# No Thread specified. If you followed a valid link, please notify the administrator



## zazap

Hi,
I just got that message, and I was wondering what the best way to notify that problem is.  I looked up "hugs" and tried to access the last thread "Is my "FREE HUGS" translation correct?".
Thank you!


----------



## jonquiliser

Sometimes when the thread has been deleted just while I've been writing an answer, something similar has come up on my screen when I try to post. Maybe the thread doesn't exist anymore?


----------



## Jana337

Several identical threads were merged from different forums. Click.
The link in the dictionary is weird.

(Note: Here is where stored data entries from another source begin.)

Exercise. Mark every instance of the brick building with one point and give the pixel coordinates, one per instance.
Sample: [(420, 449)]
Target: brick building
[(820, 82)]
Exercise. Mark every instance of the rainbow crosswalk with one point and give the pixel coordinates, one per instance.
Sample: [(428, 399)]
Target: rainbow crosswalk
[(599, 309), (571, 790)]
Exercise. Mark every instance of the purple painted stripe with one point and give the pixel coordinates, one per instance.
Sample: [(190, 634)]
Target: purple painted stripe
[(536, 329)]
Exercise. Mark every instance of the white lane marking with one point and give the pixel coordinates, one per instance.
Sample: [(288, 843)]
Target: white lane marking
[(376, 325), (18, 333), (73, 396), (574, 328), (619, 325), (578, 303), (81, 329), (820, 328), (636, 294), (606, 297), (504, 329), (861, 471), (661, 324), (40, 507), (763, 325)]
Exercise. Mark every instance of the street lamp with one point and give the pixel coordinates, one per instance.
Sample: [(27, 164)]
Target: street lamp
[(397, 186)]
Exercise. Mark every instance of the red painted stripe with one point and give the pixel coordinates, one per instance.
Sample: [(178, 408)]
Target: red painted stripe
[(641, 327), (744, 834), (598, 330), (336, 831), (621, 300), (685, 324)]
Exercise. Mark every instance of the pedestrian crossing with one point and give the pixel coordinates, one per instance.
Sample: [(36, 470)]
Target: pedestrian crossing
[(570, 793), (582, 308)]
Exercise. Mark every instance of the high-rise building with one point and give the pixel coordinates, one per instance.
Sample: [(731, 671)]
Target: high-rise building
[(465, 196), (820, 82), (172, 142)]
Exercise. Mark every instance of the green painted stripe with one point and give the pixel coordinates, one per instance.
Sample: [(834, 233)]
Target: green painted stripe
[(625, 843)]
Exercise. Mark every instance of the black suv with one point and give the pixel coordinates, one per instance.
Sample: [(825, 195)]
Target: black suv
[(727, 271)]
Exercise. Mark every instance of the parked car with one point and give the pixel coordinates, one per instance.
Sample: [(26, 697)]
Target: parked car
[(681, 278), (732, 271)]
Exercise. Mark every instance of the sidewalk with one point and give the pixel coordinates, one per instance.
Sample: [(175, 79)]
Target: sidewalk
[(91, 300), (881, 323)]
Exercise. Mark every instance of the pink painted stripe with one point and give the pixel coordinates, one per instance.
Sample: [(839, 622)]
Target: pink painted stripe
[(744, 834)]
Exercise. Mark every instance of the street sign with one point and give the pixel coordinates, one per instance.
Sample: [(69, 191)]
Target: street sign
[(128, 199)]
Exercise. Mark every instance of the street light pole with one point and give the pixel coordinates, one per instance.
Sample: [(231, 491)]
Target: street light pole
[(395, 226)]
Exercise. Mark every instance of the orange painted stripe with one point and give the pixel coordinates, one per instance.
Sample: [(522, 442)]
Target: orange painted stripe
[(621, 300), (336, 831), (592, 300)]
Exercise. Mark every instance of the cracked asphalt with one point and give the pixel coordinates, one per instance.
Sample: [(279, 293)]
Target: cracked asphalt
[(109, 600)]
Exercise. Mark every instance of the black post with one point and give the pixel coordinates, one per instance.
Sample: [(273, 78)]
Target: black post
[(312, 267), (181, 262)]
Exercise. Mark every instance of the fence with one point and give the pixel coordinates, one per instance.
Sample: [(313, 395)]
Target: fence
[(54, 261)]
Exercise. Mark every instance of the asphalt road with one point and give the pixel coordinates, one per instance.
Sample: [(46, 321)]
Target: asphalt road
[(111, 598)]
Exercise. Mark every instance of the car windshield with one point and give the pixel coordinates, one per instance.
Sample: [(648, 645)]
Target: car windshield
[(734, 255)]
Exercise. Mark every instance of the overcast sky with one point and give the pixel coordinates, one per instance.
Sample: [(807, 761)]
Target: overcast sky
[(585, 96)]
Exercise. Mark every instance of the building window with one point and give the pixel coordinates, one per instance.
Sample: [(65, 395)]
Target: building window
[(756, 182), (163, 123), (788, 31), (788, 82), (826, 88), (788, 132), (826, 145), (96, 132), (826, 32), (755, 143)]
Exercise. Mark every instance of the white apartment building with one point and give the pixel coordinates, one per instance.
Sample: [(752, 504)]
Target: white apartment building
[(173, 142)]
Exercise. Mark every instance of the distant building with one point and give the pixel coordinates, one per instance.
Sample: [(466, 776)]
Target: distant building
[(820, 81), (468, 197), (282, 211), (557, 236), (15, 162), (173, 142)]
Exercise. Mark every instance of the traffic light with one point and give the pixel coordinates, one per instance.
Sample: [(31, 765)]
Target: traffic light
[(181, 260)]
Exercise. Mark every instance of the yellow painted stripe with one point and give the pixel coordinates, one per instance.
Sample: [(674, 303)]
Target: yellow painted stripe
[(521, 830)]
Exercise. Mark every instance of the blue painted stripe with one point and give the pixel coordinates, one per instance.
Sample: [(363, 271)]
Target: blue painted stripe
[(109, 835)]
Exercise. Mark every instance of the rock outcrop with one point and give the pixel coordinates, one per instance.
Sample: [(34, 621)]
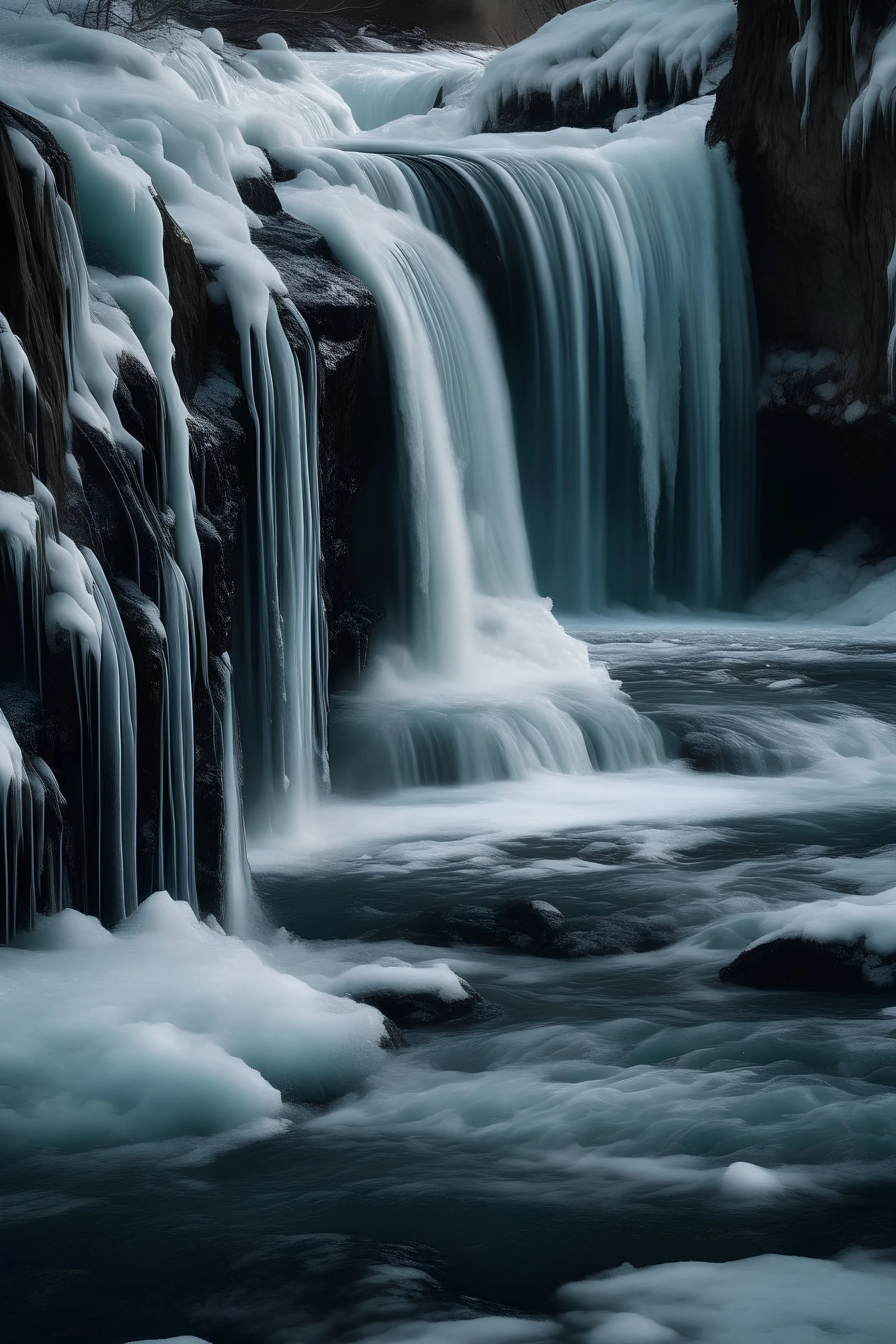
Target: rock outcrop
[(805, 120), (811, 966)]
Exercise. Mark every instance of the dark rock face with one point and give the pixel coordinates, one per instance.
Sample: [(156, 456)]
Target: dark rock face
[(111, 500), (539, 929), (804, 964), (819, 219), (422, 1008), (820, 225)]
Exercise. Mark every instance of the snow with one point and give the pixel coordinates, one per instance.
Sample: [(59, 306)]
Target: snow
[(614, 48), (774, 1299), (835, 585), (872, 918), (166, 1027)]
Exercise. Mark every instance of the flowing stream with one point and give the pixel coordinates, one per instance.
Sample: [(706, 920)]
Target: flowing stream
[(222, 1135)]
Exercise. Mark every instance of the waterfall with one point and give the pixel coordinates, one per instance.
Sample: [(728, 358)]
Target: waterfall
[(281, 654), (617, 274), (477, 680), (239, 902)]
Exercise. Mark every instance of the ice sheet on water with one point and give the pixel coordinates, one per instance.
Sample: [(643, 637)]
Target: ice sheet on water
[(166, 1027), (609, 48), (774, 1299)]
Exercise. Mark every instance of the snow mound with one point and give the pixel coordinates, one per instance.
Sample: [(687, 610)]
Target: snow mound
[(774, 1299), (166, 1027), (872, 918), (629, 53), (837, 585)]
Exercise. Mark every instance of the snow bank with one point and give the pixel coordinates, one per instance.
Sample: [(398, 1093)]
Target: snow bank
[(633, 51), (835, 585), (774, 1299), (875, 105), (166, 1027)]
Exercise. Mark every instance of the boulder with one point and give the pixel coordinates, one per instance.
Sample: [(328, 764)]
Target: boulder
[(805, 964), (422, 1008), (540, 929)]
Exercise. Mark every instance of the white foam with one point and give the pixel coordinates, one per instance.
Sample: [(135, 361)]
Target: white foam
[(774, 1299)]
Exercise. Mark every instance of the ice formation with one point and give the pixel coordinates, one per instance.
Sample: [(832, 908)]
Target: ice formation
[(621, 53), (166, 1027), (780, 1299)]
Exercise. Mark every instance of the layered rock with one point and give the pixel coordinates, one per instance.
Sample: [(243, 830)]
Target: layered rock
[(805, 113)]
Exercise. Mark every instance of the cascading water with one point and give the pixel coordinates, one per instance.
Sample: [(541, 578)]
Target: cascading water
[(484, 683), (281, 650), (626, 330)]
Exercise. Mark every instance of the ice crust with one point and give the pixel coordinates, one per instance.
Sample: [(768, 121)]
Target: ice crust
[(612, 48), (774, 1299), (161, 1029)]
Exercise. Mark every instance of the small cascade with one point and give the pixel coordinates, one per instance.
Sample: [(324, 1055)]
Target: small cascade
[(176, 851), (479, 682), (281, 651), (617, 273), (241, 913)]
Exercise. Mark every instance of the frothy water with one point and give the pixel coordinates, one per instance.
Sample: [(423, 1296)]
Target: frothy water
[(225, 1134), (597, 1111)]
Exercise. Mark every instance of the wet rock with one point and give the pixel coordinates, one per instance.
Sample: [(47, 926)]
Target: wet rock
[(392, 1038), (260, 196), (722, 752), (805, 964), (422, 1008), (538, 928)]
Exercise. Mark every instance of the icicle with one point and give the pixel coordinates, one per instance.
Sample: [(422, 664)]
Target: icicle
[(16, 373)]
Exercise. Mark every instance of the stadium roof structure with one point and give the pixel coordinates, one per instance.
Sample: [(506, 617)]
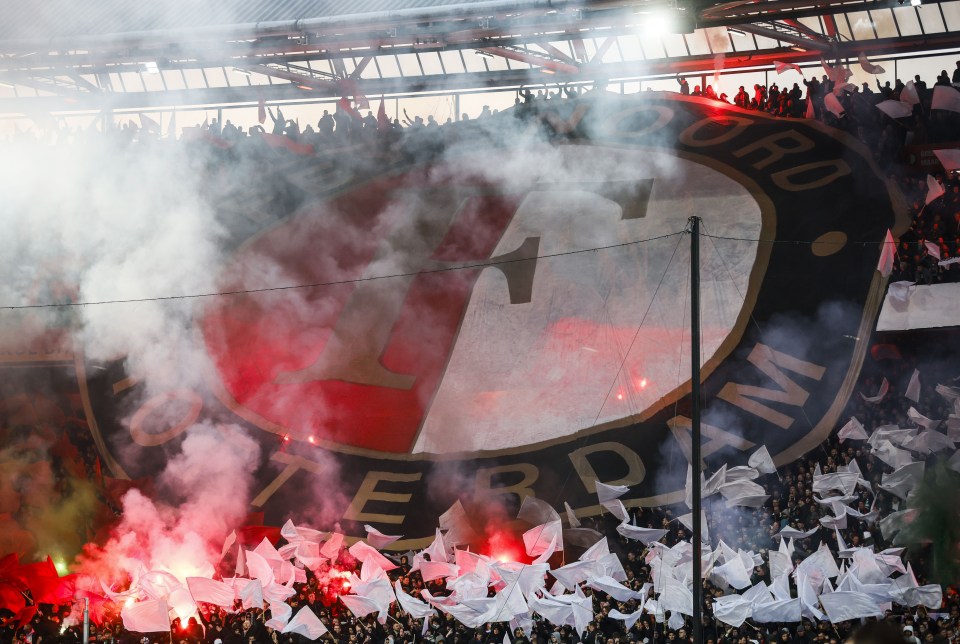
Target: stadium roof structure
[(65, 55)]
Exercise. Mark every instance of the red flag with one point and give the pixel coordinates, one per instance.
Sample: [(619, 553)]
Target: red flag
[(344, 104), (934, 190), (25, 615), (888, 255), (782, 67), (11, 598), (383, 123)]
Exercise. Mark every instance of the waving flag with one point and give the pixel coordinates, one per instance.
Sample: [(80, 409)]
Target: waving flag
[(150, 616), (782, 67), (934, 190), (869, 67), (306, 623)]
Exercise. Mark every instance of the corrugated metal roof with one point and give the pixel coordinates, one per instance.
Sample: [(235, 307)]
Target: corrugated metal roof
[(58, 18)]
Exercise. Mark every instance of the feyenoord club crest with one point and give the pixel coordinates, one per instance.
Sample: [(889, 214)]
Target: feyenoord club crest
[(506, 310)]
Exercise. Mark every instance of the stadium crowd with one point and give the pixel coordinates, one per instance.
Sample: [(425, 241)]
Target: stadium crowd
[(791, 501), (924, 251)]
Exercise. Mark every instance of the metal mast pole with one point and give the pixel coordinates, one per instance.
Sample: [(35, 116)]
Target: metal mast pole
[(695, 427), (86, 620)]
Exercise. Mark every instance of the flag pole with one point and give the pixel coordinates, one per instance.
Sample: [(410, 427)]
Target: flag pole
[(695, 428), (86, 620)]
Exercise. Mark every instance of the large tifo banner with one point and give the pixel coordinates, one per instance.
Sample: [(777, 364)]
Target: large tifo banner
[(503, 310)]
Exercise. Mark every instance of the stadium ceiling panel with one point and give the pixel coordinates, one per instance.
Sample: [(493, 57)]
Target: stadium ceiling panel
[(64, 55)]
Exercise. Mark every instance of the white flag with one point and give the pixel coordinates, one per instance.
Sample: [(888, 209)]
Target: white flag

It shouldn't be there in my opinion.


----------



## zazap

Yes, that's probably what happened.  I was wondering how to report it so that the link can be eliminated from the dictionary though...


----------



## mkellogg

Thanks!  I see what happened.  (It was a deleted/renamed thread and the dictionary stopped getting updates from the forum server.)  It should be fixed in an hour or so.


----------



## zazap

You're very welcome!  
Posting in the CS forum was a good idea then?  Should I report it the same way if it happens again?


----------



## mkellogg

zap,

It might be best to just click the Contact Us link at the bottom to let me know next time.


----------



## zazap

Will do then!


----------